Sarcalumenin regulates muscle regeneration via modulating calcium homeostasis between ER and cytosol

Myoblast fusion is essential for muscle formation during embryogenesis and for muscle regeneration. We have recently demonstrated that cytosolic calcium (Ca2+) and calcium-responsive-genes (CRGs) that were previously implicated in muscle contraction also regulate myoblast-to-myotube fusion via Myomaker (MYMK), which is essential for fusion. Based on the hypothesis that genes in the same pathway are likely co-regulated, we asked if genes involved in myoblast fusion could be identified using features of the MYMK promoter. We generated promoter models for MYMK using the evolutionarily conserved regions and identified genes with homologous promoters across mammalian genomes, including several CRGs not previously implicated in fusion. We confirmed that these genes express differentially between myoblasts and myotubes using RNA-seq, and subsequently focused on those CRGs that are enriched in myotubes during fusion and share promoter homology with MYMK. Of these, we characterized Sarcalumenin (SRL) that was the only ER-Ca2+ sensor protein identified amongst shortlisted genes. SRL has been speculated for sarcoplasmic reticulum (SR) formation in myofibers and for muscle contraction via modulation of ER-to-cytosolic Ca2+ homeostasis.

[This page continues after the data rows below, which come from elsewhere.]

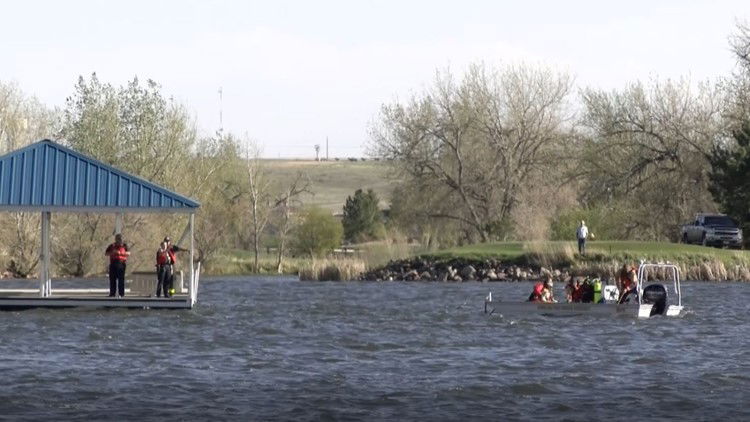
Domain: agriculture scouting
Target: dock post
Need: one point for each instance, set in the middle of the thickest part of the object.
(191, 282)
(44, 282)
(118, 222)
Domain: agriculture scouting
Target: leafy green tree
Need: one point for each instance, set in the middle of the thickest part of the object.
(133, 127)
(318, 233)
(362, 218)
(730, 176)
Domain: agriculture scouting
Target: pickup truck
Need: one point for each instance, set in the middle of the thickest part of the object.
(713, 230)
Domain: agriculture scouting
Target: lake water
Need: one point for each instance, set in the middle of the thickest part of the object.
(280, 349)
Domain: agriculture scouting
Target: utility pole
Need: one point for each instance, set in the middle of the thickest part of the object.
(221, 111)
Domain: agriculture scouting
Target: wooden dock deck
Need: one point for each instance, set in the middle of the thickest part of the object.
(17, 300)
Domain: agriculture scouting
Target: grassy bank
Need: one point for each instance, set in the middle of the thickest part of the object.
(605, 257)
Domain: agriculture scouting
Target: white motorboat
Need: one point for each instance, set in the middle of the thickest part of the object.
(652, 299)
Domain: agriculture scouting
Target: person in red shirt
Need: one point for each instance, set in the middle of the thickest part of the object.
(118, 254)
(627, 282)
(164, 260)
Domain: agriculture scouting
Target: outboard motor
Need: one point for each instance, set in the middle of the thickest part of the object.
(656, 294)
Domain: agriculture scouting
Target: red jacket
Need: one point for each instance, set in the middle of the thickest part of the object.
(165, 257)
(117, 252)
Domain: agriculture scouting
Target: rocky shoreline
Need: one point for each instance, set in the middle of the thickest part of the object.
(460, 270)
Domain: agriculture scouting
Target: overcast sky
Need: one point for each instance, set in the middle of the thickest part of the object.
(294, 73)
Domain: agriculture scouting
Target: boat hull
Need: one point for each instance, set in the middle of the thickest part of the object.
(566, 309)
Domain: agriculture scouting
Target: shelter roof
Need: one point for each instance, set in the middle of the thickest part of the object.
(47, 176)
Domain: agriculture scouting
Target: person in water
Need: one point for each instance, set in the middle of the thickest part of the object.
(627, 280)
(574, 290)
(543, 291)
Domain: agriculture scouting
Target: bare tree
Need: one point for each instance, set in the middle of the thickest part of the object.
(259, 197)
(285, 203)
(478, 141)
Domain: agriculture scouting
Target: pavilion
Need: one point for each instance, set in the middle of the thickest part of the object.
(48, 177)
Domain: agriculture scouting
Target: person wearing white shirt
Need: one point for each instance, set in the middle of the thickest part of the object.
(582, 233)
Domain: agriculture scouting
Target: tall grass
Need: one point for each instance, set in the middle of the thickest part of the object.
(336, 269)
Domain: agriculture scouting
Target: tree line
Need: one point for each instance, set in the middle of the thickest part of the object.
(516, 153)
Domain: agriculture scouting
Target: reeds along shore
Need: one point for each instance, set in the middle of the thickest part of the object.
(458, 270)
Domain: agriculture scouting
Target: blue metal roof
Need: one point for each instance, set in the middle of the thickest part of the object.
(46, 176)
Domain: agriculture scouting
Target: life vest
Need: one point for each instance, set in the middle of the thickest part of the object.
(117, 253)
(536, 294)
(597, 290)
(577, 293)
(165, 257)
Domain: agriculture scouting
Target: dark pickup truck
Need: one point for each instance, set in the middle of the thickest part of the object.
(713, 230)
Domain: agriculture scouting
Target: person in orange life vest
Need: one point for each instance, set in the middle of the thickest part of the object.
(172, 251)
(164, 260)
(548, 294)
(543, 291)
(626, 282)
(118, 254)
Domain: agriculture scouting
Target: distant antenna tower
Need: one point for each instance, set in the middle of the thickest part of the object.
(221, 111)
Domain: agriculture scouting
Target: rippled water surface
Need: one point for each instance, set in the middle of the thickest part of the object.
(280, 349)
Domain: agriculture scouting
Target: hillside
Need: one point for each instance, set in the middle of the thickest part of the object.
(333, 181)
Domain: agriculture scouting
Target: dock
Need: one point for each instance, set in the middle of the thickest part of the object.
(48, 177)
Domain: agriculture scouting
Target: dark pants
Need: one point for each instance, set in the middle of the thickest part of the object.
(163, 279)
(117, 278)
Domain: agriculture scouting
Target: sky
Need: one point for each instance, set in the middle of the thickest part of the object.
(295, 73)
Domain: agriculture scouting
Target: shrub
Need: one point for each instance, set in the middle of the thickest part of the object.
(319, 233)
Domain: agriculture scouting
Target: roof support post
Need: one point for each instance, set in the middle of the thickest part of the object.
(118, 222)
(191, 283)
(45, 287)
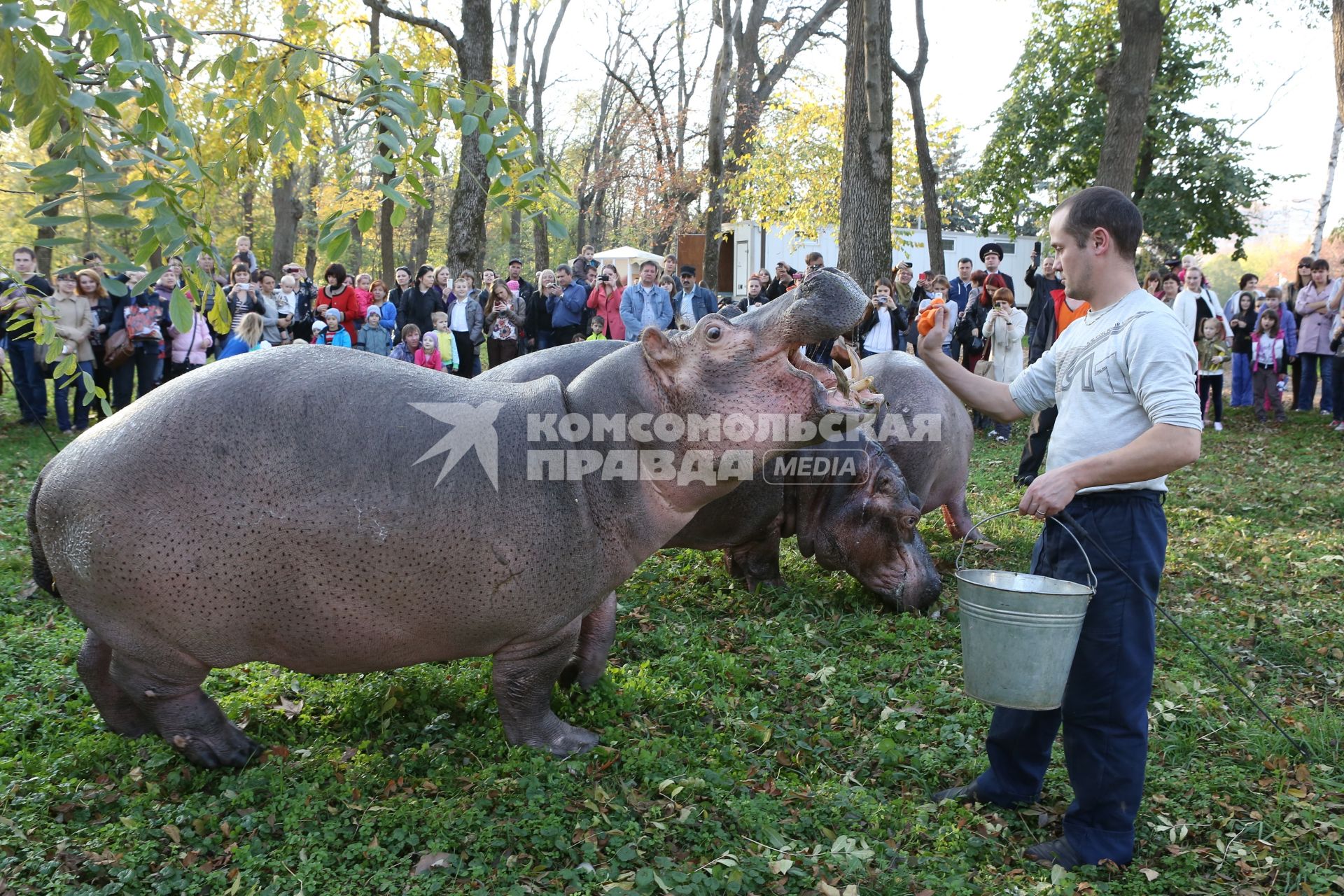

SRLKO(+/-) C2C12 cells and myoblasts extracted from SRLKO(+/-) mice exhibit earlier differentiation and fusion, relative to wild-type (WT) in vitro. This phenotype can be recapitulated in vitro upon treatment of WT myoblasts by Ionomycin. Consistently, upon injury, muscles of SRLKO(+/-) mice regenerate faster than WT. Taken together, we demonstrate the role of SRL in temporal regulation of myogenic differentiation in vitro muscle regeneration in vivo via modulation of ER-to-cytosolic Ca2+ homeostasis that operates via Ca2+-driven IGF1/MyoD/RyR1/p-CamKII/p-CREB axis.